Felix zuckte nur mit den Schultern. »Irgendwie weiß ich immer schon einen Augenblick eher, was sie vorhaben. Und zuerst habe ich sie ein wenig neugierig gemacht. Pferde vertrauen mir, sie spüren, dass ich ihnen nichts Böses tun würde.«
Er überlegte einen Augenblick und erklärte dann: »Ich werde sie Joséphine nennen.«
Entrüstet starrte Richard ihn an. »Doch nicht etwa nach der Kaiserin?«
»Es passt genau zu ihr«, meinte Felix mit feinem Lächeln. »Bildschön und ein bisschen kapriziös …«
Rheinbündler
Auf einer Waldhöhe in Thüringen am linken Ufer der Roda, 25 . Mai 1813
E s roch kräftig nach Tannengrün, feuchten Blättern und Harz auf dem Beobachtungsposten des Rittmeisters von Colomb, einer waldigen Anhöhe, von der aus man die Straße von Lobeda zu dem Städtchen Roda gut überschauen konnte. Der Tag war kaum angebrochen, und der Rittmeister wartete auf seinen Kundschafter aus Richtung Jena. Eine große französische Wagenkolonne sollte diesen Weg entlangkommen – Gerüchten zufolge entweder der Tross des Vizekönigs von Italien, der sich angeblich mit Napoleon zerstritten hatte und abzog, oder aber eine von Mamelucken bewachte Wagenkolonne mit dem kaiserlichen Gepäck.
Es wäre dem Husarenoffizier ein Herzensbedürfnis, die mit seinen Männern zu erobern und einen Teil der Beute an die Einheimischen zu verschenken, die sie so begeistert unterstützten.
Doch vorerst ließ sich weder sein Kundschafter noch eine französische Wagenkolonne blicken, deshalb blieb dem Rittmeister Zeit zum Grübeln.
Natürlich waren sie viel zu wenige, um einen so großen Wagenpark zu überfallen, der von Hunderten Bewaffneten geschützt wurde. Aber bei seinen Streifzügen in den letzten Wochen hatte er die Gegend ausgekundschaftet und auch manchen Hinweis von Einheimischen erhalten, die sich diebisch freuten, wenn Colombs Männer den französischen Militärs das Leben ein wenig schwerer machten.

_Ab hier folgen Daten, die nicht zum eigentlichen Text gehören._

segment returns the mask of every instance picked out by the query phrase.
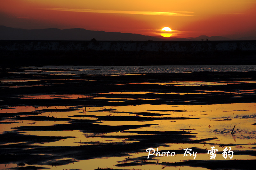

Er hatte sich den Platz klug ausgesucht, denn irgendwo hier, in dieser Schlucht, würde sich die Kolonne angesichts der engen Straßen des nahen Städtchens sicher teilen. Daraus wollte er seinen Vorteil ziehen. Sie mussten nur schnell sein und den richtigen Moment abpassen.
Dem Rittmeister war vollkommen klar, dass er unweigerlich vor ein Exekutionskommando gestellt würde, sollte er von den Franzosen gefangen genommen werden.